CAP: 0052
Title: Smart Contract Host Functionality: Base64 Encoding/Decoding
Working Group:
Owner: Leigh McCulloch <@leighmcculloch>
Authors: Leigh McCulloch <@leighmcculloch>
Consulted:
Status: Rejected
Created: 2023-02-15
Discussion: TBD
Protocol version: TBD
Support base64 encoding/decoding in Soroban contracts via the exported host interface.
Base64 encoding/decoding is a common encoding of binary data, especially within data formatted as JSON. Encoding and decoding base64 is something that can be done in contract code under the limits known today, relatively efficiently.
For example, a single small encode of 32 bytes to 43 bytes is about 200,000 instructions and about 460 bytes of additional code.
Even though base64 encoding can be done relatively easily for the case of small data, in applications that need to encode or decode larger amounts of data it quickly become a larger percentage of an applications work.
Additionally, even if efficient, this is a common standard that is simple to encode host side and available in many standard libraries today.
An expected use of the base64 encode/decode is in the implementation of a webauthn contract, where base64 url encoding is used.
This CAP is aligned with the following Stellar Network Goals:
- The Stellar Network should make it easy for developers of Stellar projects to create highly usable products
This proposal adds two functions to the Soroban environment's exported interface that accepts the parameters for configuring a variant of base64, and encode and decode bytes to and from base64 as specified in RFC4648.
A new function base64_encode
with export name n
in module b
is added to
the Soroban environment's exported interface.

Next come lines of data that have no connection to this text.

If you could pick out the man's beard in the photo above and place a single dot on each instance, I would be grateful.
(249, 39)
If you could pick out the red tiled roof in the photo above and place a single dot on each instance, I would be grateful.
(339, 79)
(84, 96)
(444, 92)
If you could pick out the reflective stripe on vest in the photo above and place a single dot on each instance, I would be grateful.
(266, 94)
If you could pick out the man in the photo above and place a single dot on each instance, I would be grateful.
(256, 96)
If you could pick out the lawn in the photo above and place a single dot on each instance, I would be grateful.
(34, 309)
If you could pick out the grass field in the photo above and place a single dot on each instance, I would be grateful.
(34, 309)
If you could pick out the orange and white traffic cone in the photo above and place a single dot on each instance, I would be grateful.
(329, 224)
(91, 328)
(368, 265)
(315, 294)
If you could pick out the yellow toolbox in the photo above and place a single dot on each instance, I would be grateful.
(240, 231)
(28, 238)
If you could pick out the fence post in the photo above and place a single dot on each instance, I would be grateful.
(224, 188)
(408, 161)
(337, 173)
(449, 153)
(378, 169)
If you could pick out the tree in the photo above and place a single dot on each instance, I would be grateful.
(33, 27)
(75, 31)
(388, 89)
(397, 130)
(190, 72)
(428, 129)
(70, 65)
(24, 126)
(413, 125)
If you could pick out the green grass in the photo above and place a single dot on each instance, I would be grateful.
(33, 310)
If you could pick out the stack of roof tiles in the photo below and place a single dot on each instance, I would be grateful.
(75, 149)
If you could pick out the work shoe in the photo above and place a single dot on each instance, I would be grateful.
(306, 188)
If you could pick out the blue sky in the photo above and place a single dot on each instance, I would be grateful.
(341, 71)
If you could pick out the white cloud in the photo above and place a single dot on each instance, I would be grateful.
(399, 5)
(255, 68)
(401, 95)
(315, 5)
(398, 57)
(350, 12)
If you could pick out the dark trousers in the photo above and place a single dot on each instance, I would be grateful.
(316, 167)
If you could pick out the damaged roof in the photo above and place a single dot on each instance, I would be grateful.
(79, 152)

It accepts an alphabet
,
padding
, and returns the bytes encoded in base64.
Another new function base64_decode
with export name o
in module b
is added
to the Soroban environment's exported interface. It accepts an alphabet
,
padding
, and returns the bytes decoded. If the decode fails for any reason it
returns an ScError
.
For both functions the parameters behave the same.
Parameter alphabet
specifies the alphabet used by the encoder and decoder. The
symbols std
or url
are accepted, where they map respectively to the standard
alphabet and the URL and filename friendly alphabet as specified in RFC4648.
Parameter padding
specifies the padding character with the same limitations on
valid values as specified in RFC4648. The padding character is 8-bit, and is
stored in the lower 8-bits of the U32Val type. If the padding value of
0xffffffff is used it indicates no padding is to be used when encoding, and no
padding is required when decoding, but padding is permitted, unless strict is
specified.
Parameter strict
specifies for decoding whether incomplete, non-existent, or
present-when-unspected padding should be considered an error. If strict is
specified then any padding that doesn't exactly match the padding that's
required would cause an error.
--- a/soroban-env-common/env.json
+++ b/soroban-env-common/env.json
@@ -1890,6 +1890,38 @@
],
"return": "U32Val",
"docs": "Return the index of a Symbol in an array of linear-memory byte-slices, or trap if not found."
+ },
+ {
+ "export": "n",
+ "name": "base64_encode",
+ "args": [
+ {
+ "name": "input",
+ "type": "BytesObject"
+ },
+ {
+ "name": "alphabet",
+ "type": "Symbol"
+ },
+ {
+ "name": "padding",
+ "type": "U32Val"
+ }
+ ],
+ "return": "BytesObject",
+ "docs": "Base64 encodes as specified in RFC4648 the input BytesObject, using the alphabet specified as a symbol 'std' or 'url' that respectively encode with the standard alphabet or the URL/filename-safe alphabet, padded with the u8 byte stored in the low 8-bits of the padding U32Val, or not padded if the padding is 0xffffffff, returning a BytesObject with the encoded value."
+ },
+ {
+ "export": "o",
+ "name": "base64_decode",
+ "args": [
+ {
+ "name": "input",
+ "type": "BytesObject"
+ },
+ {
+ "name": "alphabet",
+ "type": "Symbol"
+ },
+ {
+ "name": "padding",
+ "type": "U32Val"
+ },
+ {
+ "name": "strict",
+ "type": "Bool"
+ }
+ ],
+ "return": "BytesObject",
+ "docs": "Base64 decodes as specified in RFC4648 the input BytesObject, using the alphabet specified as a symbol 'std' or 'url' that respectively encode with the standard alphabet or the URL/filename-safe alphabet, expecting padding with the u8 byte stored in the low 8-bits of the padding U32Val, or not padded if the padding is 0xffffffff, returning a BytesObject with the encoded value. If strict is specified, decoding fails if trailing padding is not exactly the number of bits required to pad. If decoding fails, the function returns ScError."
}
]
},
The alphabet's included are commonly used. Standard base64 encoding is most commonly used in applications. Base64 url encoding is less commonly used, but is used in the webauthn standard.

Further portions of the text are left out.